The idea for Audition first occurred to Kitamura seven or eight years ago, she says, when she came across a headline that stated, “A stranger told me he was my son.” She didn’t click on the link itself, but its mystery lit a subconscious fuse. In 2021, after Intimacies’ release, she finally started writing this “are you my mother?” tale, which would become Audition. “I’m fascinated by the idea that there can be a moment, an interaction, an exchange with somebody, that can completely overturn your sense of who you are and what your place in the world is,” Kitamura says. “And I think the novel is really about the aftermath of that encounter.”
Here, “aftermath” is something of a misnomer: Once the protagonist gets to know Xavier, no event or character in Audition is quite the same as they were when Kitamura first introduced them—least of all the narrator herself. This narrative shift isn’t necessarily a comfortable one for the reader, but the vertigo it inspires is essential to the novel’s impact. And Kitamura believes the experience is true to life: “When you look at somebody whom you know intimately, and they look like a complete stranger to you…it’s not just that you think, ‘Oh, this person has changed,’ or, ‘My understanding of this person has changed.’ I think it’s that your entire sense of reality, for a moment—it’s like the world spins around you.
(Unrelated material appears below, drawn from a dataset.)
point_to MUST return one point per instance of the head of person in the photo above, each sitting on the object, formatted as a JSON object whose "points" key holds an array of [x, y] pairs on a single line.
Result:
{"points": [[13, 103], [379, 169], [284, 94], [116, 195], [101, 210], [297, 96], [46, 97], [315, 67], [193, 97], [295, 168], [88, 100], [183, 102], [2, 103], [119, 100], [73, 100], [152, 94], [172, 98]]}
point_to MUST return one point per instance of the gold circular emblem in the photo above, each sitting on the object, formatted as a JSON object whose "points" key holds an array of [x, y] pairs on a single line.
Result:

That destabilization is something I’m always interested in exploring in fiction.”
Kitamura says she wrote the book so that audiences would have “a couple of different interpretations that are maybe even mutually exclusive, but that are, I hope, coherent and true.” Having read an early copy of Audition, I can confirm I’ve changed my mind about my own interpretation at least three times since turning the last page. (Even the book’s cover, with its euphoric pastel colors and chopped typeface, made me question myself.) But by being forced to assess and reassess those interpretations, I’ve come much closer to understanding Kitamura’s theories about authenticity and performance. As she puts it: “People often talk about the performative aspect of social media or self-presentation as if it’s inherently superficial. I actually think we find ourselves through performance. We find we exist in performance.” She concludes, “We’re performing all the time.”
Audition is out April 8, 2025 from Riverhead Books.